No matter how many hurdles life has thrown at this student, he has always had the strength and courage to keep moving forward. Diagnosed with type-2 bipolar disorder, along with attention deficit disorder and a learning disability that affects his writing ability, he has continued to persevere and find success even when faced with some failures along the way. He has asked that we don’t identify him, so we’ll call him Jim for this article.
Detours on the academic journey
Jim was homeschooled until Grade 9, then attended a Christian school for two years before graduating from Pleasant Valley High School in Armstrong. He began his post-secondary journey at Okanagan College in 2012, around the same time that he was diagnosed with bipolar disorder. The unpredictable nature of his disorder caused him to withdraw twice on medical grounds. Despite these detours, he opted to start fresh in a new city and at a new university.
Since 2018, Jim has been a full-time student at TRU. He is well on his way to graduating with a business degree with a major in supply chain management and a minor in entrepreneurship. During his last year of high school, Jim completed some online courses through distance learning. He learned about methods and supports to help him study effectively, especially online, which is important during current pandemic conditions.
Jim reflected on the challenges of trying to focus on academics with a learning disability: “I can read at a university level, but I can only write at a Grade 5 level. My attention deficit disorder makes it harder for me to concentrate on reading, studying and writing exams. This made online schooling particularly challenging.”
He has found ways to overcome many of these learning barriers. With the help of Accessibility Services (AS), he hopes to find success at TRU by accessing accommodations, distraction-reduced test environments, extra time on exams and flexibility in attendance when necessary.
“I rarely miss school because it’s harder to catch up, but simply knowing that I won’t fail a class because of absences related to my health condition allows me to get control over my anxiety and feel safer,” he said.
He also uses assistive technology software such as Read&Write and Bookshelf on his iPad so he can listen aloud to the information in his textbooks while following along with his notes.
Jim said his advisor, Katie Thomson, has played a major part throughout his time at TRU. “She helped me to get funding for tutors, a new computer and provided support with applications and paperwork on multiple occasions.”
Accessing supports and accommodations
Without Accessibility Services, Jim doubted whether he would be participating in student life at all.
“Accommodations help me get through studying and tests.
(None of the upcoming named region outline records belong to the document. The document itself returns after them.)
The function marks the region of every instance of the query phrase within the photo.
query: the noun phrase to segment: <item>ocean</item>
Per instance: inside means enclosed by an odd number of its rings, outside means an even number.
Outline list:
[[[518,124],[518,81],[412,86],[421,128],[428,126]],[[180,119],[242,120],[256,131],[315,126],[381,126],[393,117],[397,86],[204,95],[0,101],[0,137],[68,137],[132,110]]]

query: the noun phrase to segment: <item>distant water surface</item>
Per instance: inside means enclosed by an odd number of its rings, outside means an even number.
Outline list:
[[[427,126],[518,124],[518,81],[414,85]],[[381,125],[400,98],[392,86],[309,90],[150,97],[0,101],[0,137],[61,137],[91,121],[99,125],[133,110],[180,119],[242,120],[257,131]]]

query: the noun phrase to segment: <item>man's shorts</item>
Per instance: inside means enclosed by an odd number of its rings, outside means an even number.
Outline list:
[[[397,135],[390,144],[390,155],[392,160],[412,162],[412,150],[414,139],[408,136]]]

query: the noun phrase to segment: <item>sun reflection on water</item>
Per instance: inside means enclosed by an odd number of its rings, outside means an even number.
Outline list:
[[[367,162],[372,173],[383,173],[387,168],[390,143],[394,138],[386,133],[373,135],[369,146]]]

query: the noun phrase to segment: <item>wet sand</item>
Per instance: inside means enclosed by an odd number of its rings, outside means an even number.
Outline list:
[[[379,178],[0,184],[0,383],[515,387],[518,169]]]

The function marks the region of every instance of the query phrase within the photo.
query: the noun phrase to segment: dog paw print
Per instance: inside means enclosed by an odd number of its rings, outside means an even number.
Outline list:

The very fact that I am in school at all is a major accomplishment for me,” he said.
When it comes to registering with AS and disclosing his disabilities, he discussed what makes him uncomfortable and what makes him feel safe. Some of his discomforts stem from having to go to the AS Test Centre and having classmates ask him why he doesn’t take quizzes and exams with them.
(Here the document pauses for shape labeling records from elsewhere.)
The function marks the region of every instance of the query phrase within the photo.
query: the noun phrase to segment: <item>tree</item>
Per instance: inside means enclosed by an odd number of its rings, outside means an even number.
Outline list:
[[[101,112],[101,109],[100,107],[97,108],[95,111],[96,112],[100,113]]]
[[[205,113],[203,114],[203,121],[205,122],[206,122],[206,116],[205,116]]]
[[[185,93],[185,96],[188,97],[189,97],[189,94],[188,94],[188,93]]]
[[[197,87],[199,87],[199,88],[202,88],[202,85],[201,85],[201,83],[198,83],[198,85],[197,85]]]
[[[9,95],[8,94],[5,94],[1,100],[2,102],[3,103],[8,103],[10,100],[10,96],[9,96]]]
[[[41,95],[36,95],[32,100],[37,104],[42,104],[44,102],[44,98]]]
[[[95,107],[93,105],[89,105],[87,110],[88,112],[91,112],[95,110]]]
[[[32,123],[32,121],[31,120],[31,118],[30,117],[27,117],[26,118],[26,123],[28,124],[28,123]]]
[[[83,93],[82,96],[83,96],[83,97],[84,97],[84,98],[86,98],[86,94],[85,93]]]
“People don’t get why I don’t take tests with them and will often ask multiple times about why I am leaving. This is something I wish people were more conscious of,” he said.
Although he has faced some stigma in the classroom, Jim’s experience with Accessibility Services has been positive. At his appointments with Katie, he feels comforted knowing she is there to support him. He does not feel there is a stigma around meeting with her and accessing accommodations.
Jim wanted to push back against stigma by sharing his story.
“Living with a disability doesn’t mean you aren’t normal. Even if you experience challenges, you can still do whatever you want to do,” he said.
His next goal is to travel to Vietnam through Study Abroad. While that trip is on hold due to travel restrictions, Jim is patient with the process and isn’t concerned with tight timelines. He said his experience at TRU has been a success overall. Despite setbacks and minor delays, he is still moving toward his final educational goal.
“It’s okay to take your time. There is no rush. Don’t stop trying even if you fail.”